Rotary Valve Compressed air engine  First posted 6/27/2004

Tube engine is built out of standard hobby shop tubing and hardware store items. The design requires no lathe or mill but they may help improve the appearance (mine is a mix of hand and power tools).  It is a fast fun build with a lot of opportunities for changes.  It has 9/32 bore and .300 stroke.


It was inspired by a 3 cylinder radial design by Joseph S. Ott, in the Model Craftsman Magazine May 1933. It uses a rotary valve to pressurize and exhaust the cylinder.

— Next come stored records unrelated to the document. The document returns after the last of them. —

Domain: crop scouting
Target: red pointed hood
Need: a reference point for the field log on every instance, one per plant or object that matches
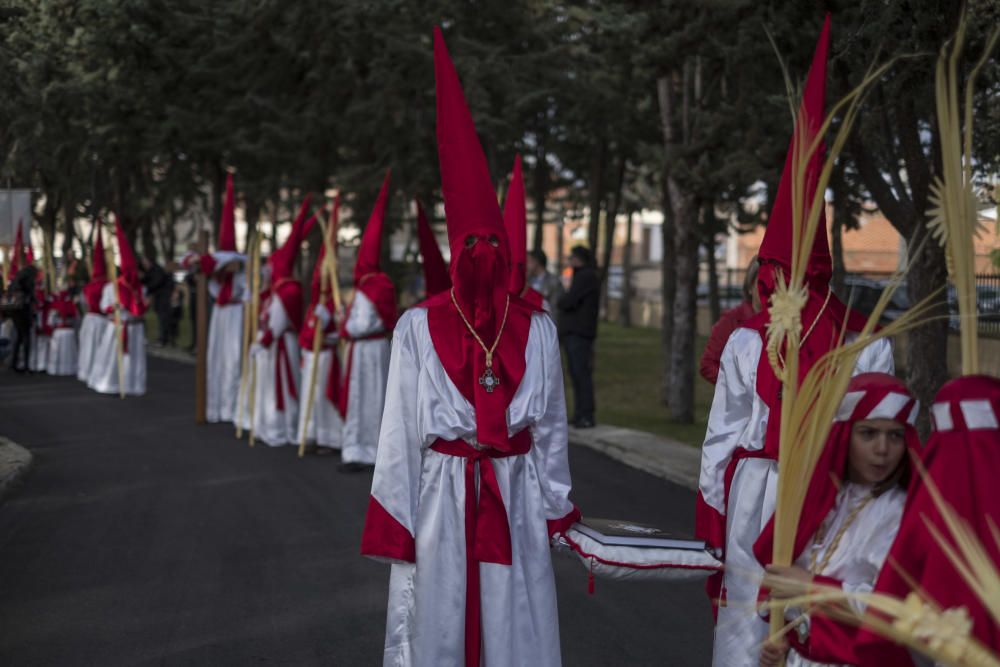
(470, 202)
(99, 273)
(515, 218)
(282, 260)
(370, 250)
(776, 247)
(227, 227)
(331, 229)
(15, 261)
(436, 278)
(129, 266)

The bore and stroke were reduced and parts were modified for hobby metals from the hardware store.

After reading the article I had to build one.  I started with this simple single cylinder.  The fit of the tubes is rather loose (.002 clearance size to size) but it should work.  It also shows how easy it is to use brass to fabricate a small engine with limited tools.

Click this line for free plans and to view the drawings.

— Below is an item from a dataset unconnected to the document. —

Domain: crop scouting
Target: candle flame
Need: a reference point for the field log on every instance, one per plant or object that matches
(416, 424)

All the parts are made from material from the hardware store.  A lot of the brass tube and sheet was used.

The rotary valve is 2 layers of to be soldered to a 6-32 screw with flats cut or filed.  5-40 would have been the ideal size but it was not available so 6-32 was used.  the diameter needs to be reduced to 1/8 to fit in the first tube.

The valve body is made of 2 layers of tube.  The frame is made from sheet brass soldered together.

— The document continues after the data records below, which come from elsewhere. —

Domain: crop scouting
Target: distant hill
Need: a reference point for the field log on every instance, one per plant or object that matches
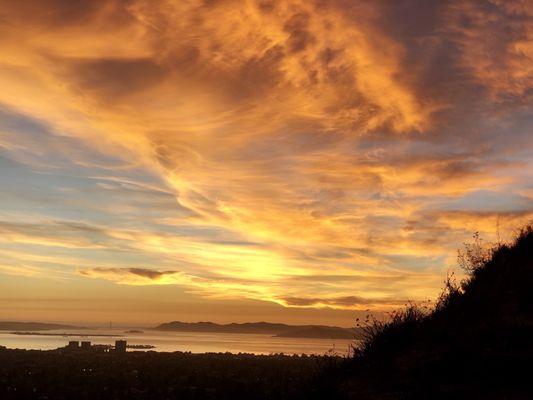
(33, 326)
(280, 330)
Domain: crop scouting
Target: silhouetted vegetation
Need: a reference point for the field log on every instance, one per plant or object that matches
(476, 343)
(27, 374)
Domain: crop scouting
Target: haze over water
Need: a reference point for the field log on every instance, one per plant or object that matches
(195, 342)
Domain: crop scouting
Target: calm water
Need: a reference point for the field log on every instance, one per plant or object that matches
(196, 342)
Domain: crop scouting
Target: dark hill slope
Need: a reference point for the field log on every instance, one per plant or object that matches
(476, 344)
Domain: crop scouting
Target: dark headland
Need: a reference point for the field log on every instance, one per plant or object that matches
(280, 330)
(33, 326)
(475, 344)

I need a fly wheel or a prop for this one.  It turns free and it leaks a considerable amount of  air at the valve.  I had to resolder the inlet tube to fill a pin hole and ended up with too much solder on the joint.  Turning it by hand has a definite power stroke.  Construction time was about 5 hours so its a fast fun build.

   (too much solder & clogged tubes)

7/3/2004, It would not start when I tried it for the first time with a fly wheel this morning.  There was some compression but no real power stoke.  The rotary valve leaked some but itís made of layers of KS brass tube so the fits are loose.  I started taking it apart to see what was actually happening.  I found the rotary valve worked well and the piston sealed with a drop of oil. 

Reviewing the design there should be no compression on the up stroke or suction on the down with no air supply.  For the up stoke the exhaust valve is open and on the down stroke the air inlet is connected to the cylinder.  At the top and bottom of the stroke the valves are closed but the piston travel is very small.

Then I noticed the air tube from valve to cylinder top was full of solder. 

I think the bright clean material I am using is puling the solder in by capillary action as I solder.  For the most part the joints are weak but joints with a fillet of solder for sealing and a little mechanical support should work.

7/4/2004  I put on a new tube.  I heated it till it changed color so solder would not stick on the inside.  I polishes the outside and tinned the ends.  The solder flowed and the tube remained open. I cleaned the flux off and oiled it with #30 oil.  this time there was no sign of compression which is correct for this design.  I put 15 PSI of compressed air in the inlet and gave a light spin and it ran.

The engine have very little exhaust noise.  It sounds more like a continual hiss.  The rotary valve leaks some but that is expected with the loose fits.  Speed picked up as air pressure increased and at about 60 PSI the hose popped off.  The engine could run at 8PSI with the propeller and at about 5 PIS with the flywheel.

I chose the propeller because the engine in the article was for a airplane, steam powered.  I cut the ends off so it will be easier to display latter.

I t was fun and fast and  can be built without a lathe or mill.